Yesterday, Netflix sent out an email to its millions of customers disclosing that it has decided to raise its prices, effective immediately for new customers and effective in September for existing customers. The announcement, also posted to Netflix’s blog and its Facebook page around the same time, has since drawn tens of thousands of comments, many from angry and/or dissatisfied customers.
What seems to have many people upset is that Netflix chose to disguise its price increase as a change in plans, rather than explaining why it needs to simply raise prices in the first place. In fact, the email was titled, “Price Change and New Plans.” In reality, Netflix isn’t offering anything new — unless by new it means less.
(To be fair, Netflix’s blog post did provide some background that explained the company’s decision. But the email didn’t. And it should have. )
Quoting from Netflix’s email:
We are separating unlimited DVDs by mail and unlimited streaming into two separate plans to better reflect the costs of each. Now our members have a choice: a streaming only plan, a DVD only plan, or both.
Your current $9.99 a month membership for unlimited streaming and unlimited DVDs will be split into 2 distinct plans:
Plan 1: Unlimited Streaming (no DVDs) for $7.99 a month
Plan 2: Unlimited DVDs, 1 out at-a-time (no streaming) for $7.99 a month
Your price for getting both of these plans will be $15.98 a month ($7.99 + $7.99). You don’t need to do anything to continue your memberships for both unlimited streaming and unlimited DVDs.
In other words, people who want to continue enjoying the same service from Netflix they’re getting now will have to pay sixty percent more per month, or $71.88 more per year. What’s more, Netflix customers are going to be automatically subjected to this price increase. To avoid paying the extra $72 per year beginning in September, they have to opt-out by changing their plan.

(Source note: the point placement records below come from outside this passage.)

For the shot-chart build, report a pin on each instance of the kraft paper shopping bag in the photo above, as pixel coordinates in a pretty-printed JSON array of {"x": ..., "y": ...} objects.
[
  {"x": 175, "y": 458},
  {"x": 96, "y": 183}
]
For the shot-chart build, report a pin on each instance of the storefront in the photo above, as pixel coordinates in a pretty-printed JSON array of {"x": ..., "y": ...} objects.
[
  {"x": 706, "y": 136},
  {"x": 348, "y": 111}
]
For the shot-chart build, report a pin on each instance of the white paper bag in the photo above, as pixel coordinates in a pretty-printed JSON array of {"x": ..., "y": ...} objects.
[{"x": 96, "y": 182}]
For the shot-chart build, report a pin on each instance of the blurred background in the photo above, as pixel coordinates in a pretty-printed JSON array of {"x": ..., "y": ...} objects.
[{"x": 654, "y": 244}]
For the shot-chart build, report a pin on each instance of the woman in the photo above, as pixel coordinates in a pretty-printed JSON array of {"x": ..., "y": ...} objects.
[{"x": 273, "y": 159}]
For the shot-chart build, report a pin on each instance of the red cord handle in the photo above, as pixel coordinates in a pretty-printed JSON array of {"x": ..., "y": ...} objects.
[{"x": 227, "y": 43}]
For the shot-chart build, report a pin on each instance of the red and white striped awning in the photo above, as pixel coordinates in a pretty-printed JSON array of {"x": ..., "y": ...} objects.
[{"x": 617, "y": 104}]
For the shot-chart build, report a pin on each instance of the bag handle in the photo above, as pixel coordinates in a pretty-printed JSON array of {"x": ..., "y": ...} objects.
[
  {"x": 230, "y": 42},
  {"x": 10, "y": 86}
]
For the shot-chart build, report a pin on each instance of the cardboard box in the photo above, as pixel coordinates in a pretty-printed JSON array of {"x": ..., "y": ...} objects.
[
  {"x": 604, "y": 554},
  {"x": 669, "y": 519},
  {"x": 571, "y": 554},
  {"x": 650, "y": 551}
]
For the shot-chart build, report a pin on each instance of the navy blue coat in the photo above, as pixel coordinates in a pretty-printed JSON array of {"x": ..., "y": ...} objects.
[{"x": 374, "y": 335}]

The new plans will actually result in a slight savings for people who only want to stream movies, or who only want to rent DVDs.
But for folks who want the best of both worlds, this announcement really sucks. They can’t enjoy the service they enjoy now without paying more. And that’s why Netflix is getting an earful.
One customer summed up my thoughts on the change this way:
Why are you being weasely about the price increase? It takes effect Sept. 1, but I don’t want to take part, so I have to go in and change my service, but that takes effect immediately. So, if I don’t want you to raise my prices in September, I have to turn the streaming off now or remember to log in on August 31. There’s no way to make the change effective with the next billing period. Bad play, Netflix.
Other customers are threatening to defect altogether:
Given the rather large price increase you suffer with the 1 DVD + Streaming plan, I’ll probably just end up switching to Amazon Prime’s instant streaming. A real shame, too, since I’ve always enjoyed Netflix, their selection, and their customer service.
Netflix is leaving many of its loyal customers with the impression that it just doesn’t care about them. The company should act fast to atone for this mistake before it loses any more goodwill… and business.